Re: [PATCH 2/2] writeback: Replace some redirty_tail() calls with requeue_io()

linux-fsdevel.vger.kernel.org archive mirror
 help / color / mirror / Atom feed

From: Jan Kara <jack@suse.cz>
To: Wu Fengguang <fengguang.wu@intel.com>
Cc: Jan Kara <jack@suse.cz>,
	"linux-fsdevel@vger.kernel.org" <linux-fsdevel@vger.kernel.org>,
	Dave Chinner <david@fromorbit.com>,
	Christoph Hellwig <hch@infradead.org>
Subject: Re: [PATCH 2/2] writeback: Replace some redirty_tail() calls with requeue_io()
Date: Fri, 7 Oct 2011 16:22:01 +0200	[thread overview]
Message-ID: <20111007142201.GB30754@quack.suse.cz> (raw)
In-Reply-To: <20111007134347.GA6891@localhost>

[-- Attachment #1: Type: text/plain, Size: 599 bytes --]

On Fri 07-10-11 21:43:47, Wu Fengguang wrote:
> >   Great, thanks for review! I'll resend the two patches to Christoph so
> > that he can try them.
> 
> Jan, I'd like to test out your updated patches with my stupid dd
> workloads. Would you (re)send them publicly?
  Ah, I resent them publicly on Wednesday
(http://comments.gmane.org/gmane.linux.kernel/1199713) but git send-email
apparently does not include emails from Acked-by into list of recipients so
you didn't get them. Sorry for that. The patches are attached for your
convenience.

									Honza
-- 
Jan Kara <jack@suse.cz>
SUSE Labs, CR

[-- Attachment #2: 0001-writeback-Improve-busyloop-prevention.patch --]
[-- Type: text/x-patch, Size: 2241 bytes --]

>From a042c2a839ad3cf89d8ee158b2bb4b94b573f578 Mon Sep 17 00:00:00 2001
From: Jan Kara <jack@suse.cz>
Date: Thu, 8 Sep 2011 01:05:25 +0200
Subject: [PATCH 1/2] writeback: Improve busyloop prevention

Writeback of an inode can be stalled by things like internal fs locks being
held. So in case we didn't write anything during a pass through b_io list,
just wait for a moment and try again.

CC: Christoph Hellwig <hch@infradead.org>
Reviewed-by: Wu Fengguang <fengguang.wu@intel.com>
Signed-off-by: Jan Kara <jack@suse.cz>
---
 fs/fs-writeback.c |   26 ++++++++++++++------------
 1 files changed, 14 insertions(+), 12 deletions(-)

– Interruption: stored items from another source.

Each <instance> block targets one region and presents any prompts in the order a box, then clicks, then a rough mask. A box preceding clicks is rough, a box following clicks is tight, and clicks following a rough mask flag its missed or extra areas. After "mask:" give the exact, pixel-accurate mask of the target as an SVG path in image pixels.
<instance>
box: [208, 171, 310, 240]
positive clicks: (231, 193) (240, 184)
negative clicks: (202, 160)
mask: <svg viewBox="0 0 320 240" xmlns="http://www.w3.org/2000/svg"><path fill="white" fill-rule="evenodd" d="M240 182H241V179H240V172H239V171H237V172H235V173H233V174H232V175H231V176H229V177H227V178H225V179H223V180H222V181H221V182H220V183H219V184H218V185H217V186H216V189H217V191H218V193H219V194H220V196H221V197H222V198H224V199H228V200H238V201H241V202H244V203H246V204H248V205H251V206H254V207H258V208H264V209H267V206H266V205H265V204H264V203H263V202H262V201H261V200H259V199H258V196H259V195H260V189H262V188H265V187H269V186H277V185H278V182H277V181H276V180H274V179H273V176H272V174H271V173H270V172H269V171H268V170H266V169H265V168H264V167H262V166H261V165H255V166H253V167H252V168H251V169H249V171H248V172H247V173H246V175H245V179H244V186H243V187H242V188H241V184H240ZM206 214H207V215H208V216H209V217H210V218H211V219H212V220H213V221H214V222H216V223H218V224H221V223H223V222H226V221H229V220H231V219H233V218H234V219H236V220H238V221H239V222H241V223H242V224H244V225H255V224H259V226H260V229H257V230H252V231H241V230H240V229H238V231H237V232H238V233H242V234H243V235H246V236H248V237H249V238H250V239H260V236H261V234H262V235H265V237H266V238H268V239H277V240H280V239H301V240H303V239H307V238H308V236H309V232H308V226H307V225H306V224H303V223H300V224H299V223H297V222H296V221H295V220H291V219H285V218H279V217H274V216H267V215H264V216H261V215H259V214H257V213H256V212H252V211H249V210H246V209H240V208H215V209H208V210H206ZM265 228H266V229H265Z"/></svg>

diff --git a/fs/fs-writeback.c b/fs/fs-writeback.c
index 04cf3b9..bdeb26a 100644
--- a/fs/fs-writeback.c
+++ b/fs/fs-writeback.c
@@ -699,8 +699,8 @@ static long wb_writeback(struct bdi_writeback *wb,
 	unsigned long wb_start = jiffies;
 	long nr_pages = work->nr_pages;
 	unsigned long oldest_jif;
-	struct inode *inode;
 	long progress;
+	long pause = 1;
 
 	oldest_jif = jiffies;
 	work->older_than_this = &oldest_jif;
@@ -755,25 +755,27 @@ static long wb_writeback(struct bdi_writeback *wb,
 		 * mean the overall work is done. So we keep looping as long
 		 * as made some progress on cleaning pages or inodes.
 		 */
-		if (progress)
+		if (progress) {
+			pause = 1;
 			continue;
+		}
 		/*
 		 * No more inodes for IO, bail
 		 */
 		if (list_empty(&wb->b_more_io))
 			break;
 		/*
-		 * Nothing written. Wait for some inode to
-		 * become available for writeback. Otherwise
-		 * we'll just busyloop.
+		 * Nothing written (some internal fs locks were unavailable or
+		 * inode was under writeback from balance_dirty_pages() or
+		 * similar conditions).  Wait for a while to avoid busylooping.
 		 */
-		if (!list_empty(&wb->b_more_io))  {
-			trace_writeback_wait(wb->bdi, work);
-			inode = wb_inode(wb->b_more_io.prev);
-			spin_lock(&inode->i_lock);
-			inode_wait_for_writeback(inode, wb);
-			spin_unlock(&inode->i_lock);
-		}
+		trace_writeback_wait(wb->bdi, work);
+		spin_unlock(&wb->list_lock);
+		__set_current_state(TASK_INTERRUPTIBLE);
+		schedule_timeout(pause);
+		if (pause < HZ / 10)
+			pause <<= 1;
+		spin_lock(&wb->list_lock);
 	}
 	spin_unlock(&wb->list_lock);
 
-- 
1.7.1


[-- Attachment #3: 0002-writeback-Replace-some-redirty_tail-calls-with-reque.patch --]
[-- Type: text/x-patch, Size: 5390 bytes --]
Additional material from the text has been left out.